Prep 25 mins
Cook 40 mins
From the South Beach Diet Book
- 1 tablespoon extra virgin olive oil
- 2 bell peppers, chopped
- 1 1⁄2 cups mushrooms, chopped
- 1 large onion, chopped
- 2 celery ribs, chopped
- 3 garlic cloves, minced
- 1 tablespoon chili powder
- 1 tablespoon dried oregano
- 1 teaspoon cumin
- 1⁄4 teaspoon salt
- 2 (15 ounce) cans pinto beans
- 1 (14 1/2 ounce) can no-salt-added diced tomatoes
- In a large saucepan, heat oil over medium heat. Add peppers, mushrooms, onion,celery, and garlic. Cook about 7 minutes until vegetables begin to soften.

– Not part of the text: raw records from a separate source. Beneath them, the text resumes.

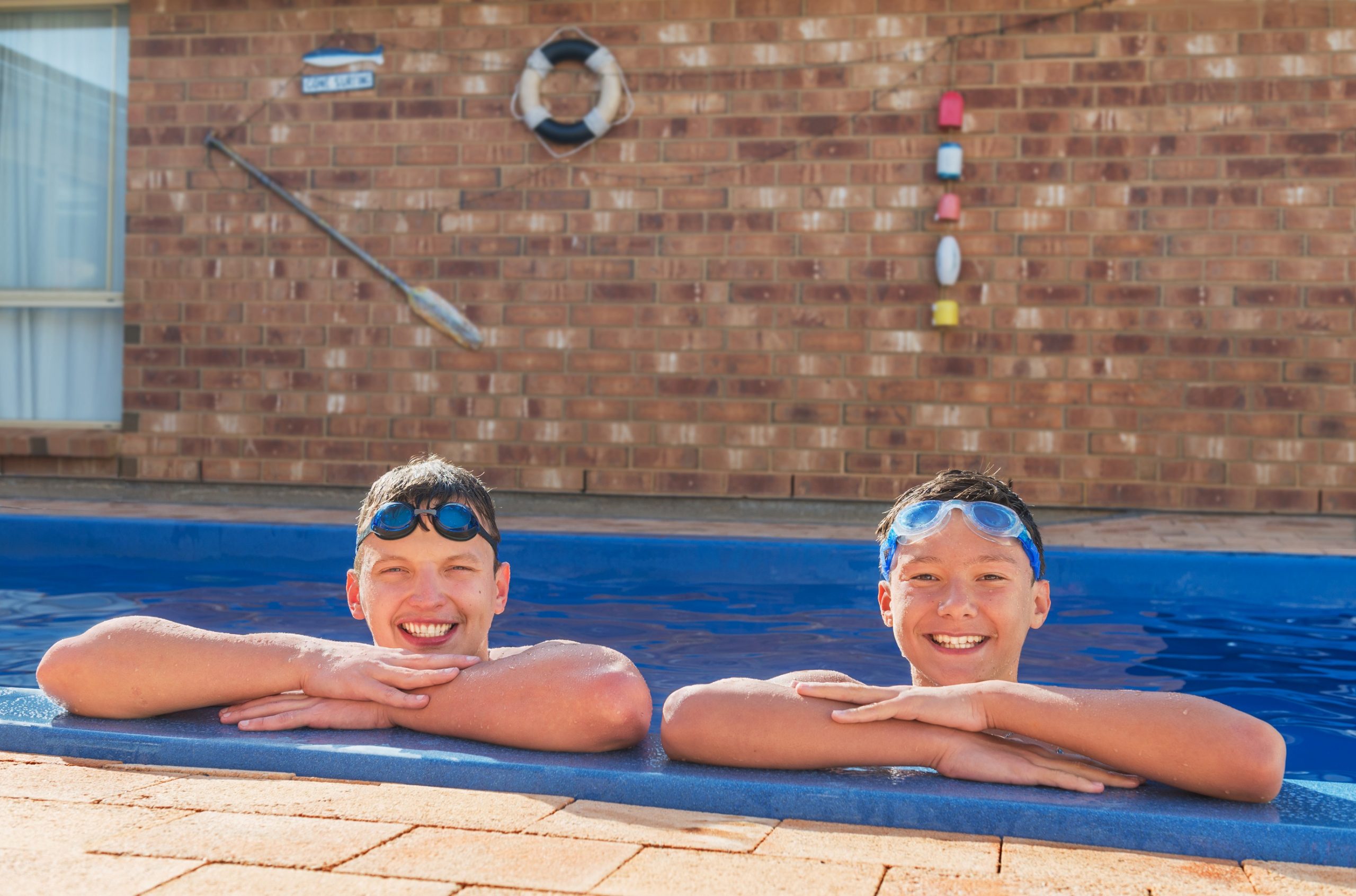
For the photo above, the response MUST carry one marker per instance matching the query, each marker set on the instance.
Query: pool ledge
(1310, 822)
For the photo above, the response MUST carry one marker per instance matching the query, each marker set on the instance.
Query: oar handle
(212, 143)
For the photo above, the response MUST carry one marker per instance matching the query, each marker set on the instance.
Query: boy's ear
(502, 577)
(1040, 594)
(352, 593)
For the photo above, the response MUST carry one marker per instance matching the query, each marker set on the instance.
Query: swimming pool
(1270, 635)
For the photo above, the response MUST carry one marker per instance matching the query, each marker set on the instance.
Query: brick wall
(1158, 238)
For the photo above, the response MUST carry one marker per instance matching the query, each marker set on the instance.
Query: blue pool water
(1272, 636)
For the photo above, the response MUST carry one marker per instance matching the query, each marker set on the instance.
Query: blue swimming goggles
(396, 519)
(987, 519)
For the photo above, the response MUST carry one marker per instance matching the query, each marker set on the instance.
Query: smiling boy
(427, 580)
(962, 585)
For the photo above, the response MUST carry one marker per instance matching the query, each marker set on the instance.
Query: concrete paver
(69, 783)
(665, 872)
(1292, 879)
(410, 804)
(1086, 868)
(596, 820)
(913, 882)
(26, 757)
(262, 839)
(64, 827)
(951, 853)
(215, 880)
(85, 875)
(504, 860)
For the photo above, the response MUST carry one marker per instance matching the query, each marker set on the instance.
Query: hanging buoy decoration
(951, 110)
(600, 120)
(945, 312)
(948, 208)
(951, 160)
(948, 261)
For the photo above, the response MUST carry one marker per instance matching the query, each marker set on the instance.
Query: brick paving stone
(952, 853)
(255, 839)
(69, 783)
(1086, 866)
(29, 872)
(913, 882)
(664, 872)
(52, 826)
(1292, 879)
(596, 820)
(213, 880)
(440, 807)
(504, 891)
(504, 860)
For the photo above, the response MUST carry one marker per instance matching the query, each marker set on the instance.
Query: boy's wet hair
(429, 480)
(966, 486)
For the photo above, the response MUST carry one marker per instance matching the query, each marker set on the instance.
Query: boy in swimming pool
(427, 582)
(962, 585)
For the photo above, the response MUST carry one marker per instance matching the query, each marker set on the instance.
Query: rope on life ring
(600, 120)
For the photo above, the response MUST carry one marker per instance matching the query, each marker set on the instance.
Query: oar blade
(444, 316)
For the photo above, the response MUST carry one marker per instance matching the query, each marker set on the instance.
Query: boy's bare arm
(1188, 742)
(133, 667)
(554, 696)
(750, 723)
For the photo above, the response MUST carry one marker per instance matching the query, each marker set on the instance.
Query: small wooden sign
(338, 82)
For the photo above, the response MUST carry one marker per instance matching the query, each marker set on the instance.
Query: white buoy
(951, 160)
(948, 261)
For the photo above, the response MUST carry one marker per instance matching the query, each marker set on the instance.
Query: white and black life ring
(596, 124)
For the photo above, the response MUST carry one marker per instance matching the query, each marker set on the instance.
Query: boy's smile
(430, 594)
(960, 605)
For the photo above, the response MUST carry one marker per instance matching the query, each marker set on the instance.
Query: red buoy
(951, 113)
(948, 208)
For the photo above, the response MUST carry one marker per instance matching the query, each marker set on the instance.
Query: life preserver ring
(596, 124)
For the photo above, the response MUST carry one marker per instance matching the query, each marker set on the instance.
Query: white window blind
(63, 182)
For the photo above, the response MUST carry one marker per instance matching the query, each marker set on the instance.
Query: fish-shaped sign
(333, 57)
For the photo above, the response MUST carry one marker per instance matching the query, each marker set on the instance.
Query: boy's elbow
(1265, 757)
(620, 708)
(71, 673)
(57, 671)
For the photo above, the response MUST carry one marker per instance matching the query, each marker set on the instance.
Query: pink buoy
(948, 208)
(951, 112)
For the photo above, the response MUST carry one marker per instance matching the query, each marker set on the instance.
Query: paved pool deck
(94, 827)
(79, 826)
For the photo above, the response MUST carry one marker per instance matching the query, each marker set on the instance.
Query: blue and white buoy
(948, 261)
(951, 160)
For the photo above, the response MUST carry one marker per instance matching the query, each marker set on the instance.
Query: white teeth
(426, 630)
(958, 640)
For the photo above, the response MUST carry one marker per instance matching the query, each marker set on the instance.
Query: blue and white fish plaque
(337, 83)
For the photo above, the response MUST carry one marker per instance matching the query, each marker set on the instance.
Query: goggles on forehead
(396, 519)
(987, 519)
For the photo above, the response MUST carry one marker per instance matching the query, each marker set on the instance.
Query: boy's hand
(299, 711)
(959, 706)
(974, 757)
(343, 670)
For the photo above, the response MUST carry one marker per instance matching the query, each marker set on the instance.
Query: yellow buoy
(945, 312)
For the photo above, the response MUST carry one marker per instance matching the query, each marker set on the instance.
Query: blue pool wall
(322, 552)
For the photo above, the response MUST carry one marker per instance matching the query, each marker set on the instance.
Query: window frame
(105, 299)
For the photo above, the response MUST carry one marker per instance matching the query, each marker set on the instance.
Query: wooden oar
(436, 309)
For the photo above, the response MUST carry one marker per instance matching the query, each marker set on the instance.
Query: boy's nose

Add seasonings and continue to cook an additional 5 minutes, stirring occasionally.
- Add beans and tomatoes with all their juices and bring to a gentle simmer. Simmer 25 to 30 minutes, until chili is fragrant and slightly thickened.
We enjoy this chili about once or twice a month but I add some veggie broth or chicken broth to make it more soup like and stretch it to more servings.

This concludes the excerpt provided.